Dans la lecture du mythe, « tout se passe comme si l’image provoquait naturellement le concept, comme si le signifiant fondait le signifié […] le mythe est une parole excessivement justifiée. »41. Nous

comprenons ici que le mythe a ceci de particulier, et c’est pourquoi il est très puissant, c’est qu’il se fait comprendre naturellement et ne nous fait pas nous poser de questions. Barthes poursuit plus loin en déclarant que « ce qui permet au lecteur de consommer le mythe innocemment, c’est qu’il ne voit pas en lui un système sémiologique, mais un système inductif : là où il n’y a aucune équivalence, il voit une sorte de procès causal : le signifiant et le signifié ont, à ses yeux, des rapports de nature. […] le consommateur du mythe prend la signification pour un système de faits : le mythe est lu comme un système factuel alors qu’il n’est qu’un système sémiologique. »42. Nous saisissons ici que ce qui fait un mythe

c’est sa manière de brouiller en sur-justifiant ce qu’il montre pour ne pas montrer ce qu’il ne montre pas.

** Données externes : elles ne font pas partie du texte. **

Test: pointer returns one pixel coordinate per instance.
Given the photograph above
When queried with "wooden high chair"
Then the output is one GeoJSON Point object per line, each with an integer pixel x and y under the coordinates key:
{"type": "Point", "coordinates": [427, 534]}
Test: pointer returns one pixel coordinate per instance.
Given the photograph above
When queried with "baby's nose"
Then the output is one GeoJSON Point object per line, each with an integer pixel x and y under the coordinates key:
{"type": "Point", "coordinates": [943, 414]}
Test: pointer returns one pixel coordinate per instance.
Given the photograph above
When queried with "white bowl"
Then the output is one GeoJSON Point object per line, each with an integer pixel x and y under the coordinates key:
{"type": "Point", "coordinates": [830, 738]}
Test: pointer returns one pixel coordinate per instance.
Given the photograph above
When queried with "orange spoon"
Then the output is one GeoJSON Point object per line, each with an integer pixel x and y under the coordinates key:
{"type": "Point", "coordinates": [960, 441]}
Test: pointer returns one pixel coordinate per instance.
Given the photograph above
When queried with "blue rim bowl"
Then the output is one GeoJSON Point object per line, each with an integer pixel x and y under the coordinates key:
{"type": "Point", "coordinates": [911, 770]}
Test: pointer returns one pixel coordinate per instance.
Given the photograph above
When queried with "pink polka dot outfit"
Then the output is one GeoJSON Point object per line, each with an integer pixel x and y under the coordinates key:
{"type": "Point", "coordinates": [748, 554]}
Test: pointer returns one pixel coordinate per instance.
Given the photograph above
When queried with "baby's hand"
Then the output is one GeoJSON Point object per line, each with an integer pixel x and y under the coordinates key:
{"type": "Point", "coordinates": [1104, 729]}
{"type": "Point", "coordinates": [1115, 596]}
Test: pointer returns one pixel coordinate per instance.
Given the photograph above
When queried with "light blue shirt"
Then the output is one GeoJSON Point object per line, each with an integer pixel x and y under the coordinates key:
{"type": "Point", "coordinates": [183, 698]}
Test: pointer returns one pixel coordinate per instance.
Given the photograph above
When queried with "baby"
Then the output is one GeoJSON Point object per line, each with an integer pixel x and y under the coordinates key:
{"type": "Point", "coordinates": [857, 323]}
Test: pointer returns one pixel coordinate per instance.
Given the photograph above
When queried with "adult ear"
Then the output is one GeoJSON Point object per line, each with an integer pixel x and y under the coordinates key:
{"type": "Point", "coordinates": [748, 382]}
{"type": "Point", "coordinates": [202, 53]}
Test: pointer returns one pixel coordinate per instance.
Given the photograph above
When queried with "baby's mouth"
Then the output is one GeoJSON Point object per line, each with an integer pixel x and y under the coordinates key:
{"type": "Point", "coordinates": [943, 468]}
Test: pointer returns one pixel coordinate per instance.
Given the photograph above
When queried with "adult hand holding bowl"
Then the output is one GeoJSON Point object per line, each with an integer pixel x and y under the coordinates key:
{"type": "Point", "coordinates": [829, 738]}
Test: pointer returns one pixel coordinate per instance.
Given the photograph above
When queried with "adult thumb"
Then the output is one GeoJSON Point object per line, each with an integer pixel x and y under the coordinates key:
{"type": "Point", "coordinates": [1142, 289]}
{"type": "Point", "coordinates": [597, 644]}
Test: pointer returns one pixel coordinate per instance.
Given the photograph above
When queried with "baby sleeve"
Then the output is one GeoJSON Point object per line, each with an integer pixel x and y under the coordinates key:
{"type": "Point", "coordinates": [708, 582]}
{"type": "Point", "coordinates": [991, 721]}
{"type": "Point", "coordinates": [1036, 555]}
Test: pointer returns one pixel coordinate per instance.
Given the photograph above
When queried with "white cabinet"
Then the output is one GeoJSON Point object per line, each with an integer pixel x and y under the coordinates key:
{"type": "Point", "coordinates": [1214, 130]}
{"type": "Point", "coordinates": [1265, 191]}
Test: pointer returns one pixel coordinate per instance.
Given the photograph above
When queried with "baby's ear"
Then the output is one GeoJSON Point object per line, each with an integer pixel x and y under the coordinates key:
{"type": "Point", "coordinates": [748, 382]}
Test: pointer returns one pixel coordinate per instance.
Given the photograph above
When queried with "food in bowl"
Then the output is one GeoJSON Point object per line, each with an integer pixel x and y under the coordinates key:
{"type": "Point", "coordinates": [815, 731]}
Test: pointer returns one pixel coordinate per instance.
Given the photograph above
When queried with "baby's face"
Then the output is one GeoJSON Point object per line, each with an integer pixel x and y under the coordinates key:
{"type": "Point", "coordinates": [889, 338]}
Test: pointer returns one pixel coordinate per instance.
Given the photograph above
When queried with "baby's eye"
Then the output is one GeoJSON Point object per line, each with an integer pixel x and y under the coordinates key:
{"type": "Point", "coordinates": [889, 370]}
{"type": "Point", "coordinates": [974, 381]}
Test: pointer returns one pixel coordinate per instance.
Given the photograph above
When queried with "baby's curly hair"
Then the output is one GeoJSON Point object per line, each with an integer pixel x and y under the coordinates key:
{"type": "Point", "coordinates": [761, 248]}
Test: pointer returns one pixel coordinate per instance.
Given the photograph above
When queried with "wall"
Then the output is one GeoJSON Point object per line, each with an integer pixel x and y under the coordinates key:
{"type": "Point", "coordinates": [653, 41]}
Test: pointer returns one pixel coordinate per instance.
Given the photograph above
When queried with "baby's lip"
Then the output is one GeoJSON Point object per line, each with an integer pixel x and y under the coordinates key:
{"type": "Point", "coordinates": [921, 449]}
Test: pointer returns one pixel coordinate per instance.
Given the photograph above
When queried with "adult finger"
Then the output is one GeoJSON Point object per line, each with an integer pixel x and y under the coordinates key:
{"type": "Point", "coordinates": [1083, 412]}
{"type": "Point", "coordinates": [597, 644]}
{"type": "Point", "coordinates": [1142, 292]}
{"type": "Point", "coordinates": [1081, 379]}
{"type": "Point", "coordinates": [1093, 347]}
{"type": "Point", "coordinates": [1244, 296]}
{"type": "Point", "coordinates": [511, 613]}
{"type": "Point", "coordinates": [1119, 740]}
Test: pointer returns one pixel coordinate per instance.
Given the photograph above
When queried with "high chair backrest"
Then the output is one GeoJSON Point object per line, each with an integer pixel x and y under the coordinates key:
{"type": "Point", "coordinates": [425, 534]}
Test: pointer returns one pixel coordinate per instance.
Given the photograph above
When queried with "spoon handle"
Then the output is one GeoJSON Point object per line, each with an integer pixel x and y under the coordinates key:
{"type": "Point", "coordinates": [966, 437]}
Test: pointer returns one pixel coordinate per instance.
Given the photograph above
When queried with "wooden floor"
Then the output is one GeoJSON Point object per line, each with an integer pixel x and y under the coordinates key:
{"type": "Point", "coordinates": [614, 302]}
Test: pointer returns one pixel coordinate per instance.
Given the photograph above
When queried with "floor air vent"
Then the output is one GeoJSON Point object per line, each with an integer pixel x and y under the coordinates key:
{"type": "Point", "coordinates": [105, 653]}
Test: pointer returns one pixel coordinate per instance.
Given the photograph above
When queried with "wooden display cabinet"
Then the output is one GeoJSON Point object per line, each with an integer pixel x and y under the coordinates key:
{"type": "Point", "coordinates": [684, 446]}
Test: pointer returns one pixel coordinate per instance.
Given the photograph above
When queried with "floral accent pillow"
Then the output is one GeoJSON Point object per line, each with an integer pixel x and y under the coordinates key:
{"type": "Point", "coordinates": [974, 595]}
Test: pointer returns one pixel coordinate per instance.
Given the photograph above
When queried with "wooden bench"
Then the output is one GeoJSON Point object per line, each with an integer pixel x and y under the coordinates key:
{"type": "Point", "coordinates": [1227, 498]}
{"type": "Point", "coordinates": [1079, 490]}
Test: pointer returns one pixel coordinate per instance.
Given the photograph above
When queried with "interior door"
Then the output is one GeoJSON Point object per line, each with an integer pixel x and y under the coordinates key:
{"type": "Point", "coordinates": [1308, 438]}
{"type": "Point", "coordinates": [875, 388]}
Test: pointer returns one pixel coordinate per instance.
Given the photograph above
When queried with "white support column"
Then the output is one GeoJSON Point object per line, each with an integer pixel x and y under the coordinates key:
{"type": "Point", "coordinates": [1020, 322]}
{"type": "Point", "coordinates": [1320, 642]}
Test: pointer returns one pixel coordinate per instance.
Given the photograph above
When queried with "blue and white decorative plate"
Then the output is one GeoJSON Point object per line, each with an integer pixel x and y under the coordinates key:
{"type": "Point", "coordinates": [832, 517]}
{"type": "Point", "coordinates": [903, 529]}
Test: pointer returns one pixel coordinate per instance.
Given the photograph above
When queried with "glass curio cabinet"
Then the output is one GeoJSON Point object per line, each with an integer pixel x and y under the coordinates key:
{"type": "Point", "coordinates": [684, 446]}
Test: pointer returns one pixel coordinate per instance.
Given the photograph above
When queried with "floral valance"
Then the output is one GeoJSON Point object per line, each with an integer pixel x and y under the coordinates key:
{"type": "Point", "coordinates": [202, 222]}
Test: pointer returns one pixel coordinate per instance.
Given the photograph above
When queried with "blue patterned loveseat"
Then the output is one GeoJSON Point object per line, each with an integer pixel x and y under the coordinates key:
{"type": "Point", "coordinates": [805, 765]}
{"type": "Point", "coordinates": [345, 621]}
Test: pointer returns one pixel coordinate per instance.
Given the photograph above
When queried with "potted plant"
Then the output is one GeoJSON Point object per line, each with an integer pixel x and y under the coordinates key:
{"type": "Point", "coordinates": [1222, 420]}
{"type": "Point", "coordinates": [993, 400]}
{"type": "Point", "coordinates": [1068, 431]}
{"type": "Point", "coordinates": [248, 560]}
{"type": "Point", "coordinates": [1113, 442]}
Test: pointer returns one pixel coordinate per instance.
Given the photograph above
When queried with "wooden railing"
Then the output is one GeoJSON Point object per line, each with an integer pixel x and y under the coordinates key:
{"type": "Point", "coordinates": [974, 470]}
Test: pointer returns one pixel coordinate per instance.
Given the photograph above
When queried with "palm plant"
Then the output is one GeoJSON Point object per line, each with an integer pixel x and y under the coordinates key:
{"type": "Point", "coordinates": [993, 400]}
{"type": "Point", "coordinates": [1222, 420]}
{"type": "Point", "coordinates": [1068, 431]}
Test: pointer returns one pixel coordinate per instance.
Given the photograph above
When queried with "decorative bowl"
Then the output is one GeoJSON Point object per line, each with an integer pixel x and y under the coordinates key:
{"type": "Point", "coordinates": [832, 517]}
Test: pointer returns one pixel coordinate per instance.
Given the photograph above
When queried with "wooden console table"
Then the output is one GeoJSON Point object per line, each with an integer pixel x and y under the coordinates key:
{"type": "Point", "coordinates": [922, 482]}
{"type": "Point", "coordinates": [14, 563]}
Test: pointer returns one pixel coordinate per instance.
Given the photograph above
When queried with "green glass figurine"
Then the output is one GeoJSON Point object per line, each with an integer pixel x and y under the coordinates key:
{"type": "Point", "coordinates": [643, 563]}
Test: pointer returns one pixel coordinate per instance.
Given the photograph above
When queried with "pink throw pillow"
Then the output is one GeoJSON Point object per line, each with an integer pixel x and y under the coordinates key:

Le mythe repose sur un système de signes, tiré du langage et dont la signification est naturalisée, c’est-à-dire composée avec vraisemblance, si bien d’ailleurs que l’on prend pour vrai ce qui est présent dans le mythe comme un fait scientifique ou historique.

Le mythe au contraire de l’inquiétante-étrangeté est sur- justifié. C’est parce qu’il brouille le signifiant et le signifié dans un excès de justification que la fiction est naturalisée et que nous perdons notre sens critique. Nous ne sommes plus capables d’identifier que l’image que nous regardons sur la Une de tel ou tel journal ,repose en réalité sur un système sémiologique et prenons pour vrai ce qui nous est présenté sans pouvoir identifier les différents éléments de l’image et donc du message. Il ne s’agit plus de jouer sur les non-dits, tous les éléments de la composition sont présents, cependant c’est en sur-justifiant que le mythe masque ce qu’il ne veut pas dire et oriente vers le message qu’il veut faire passer.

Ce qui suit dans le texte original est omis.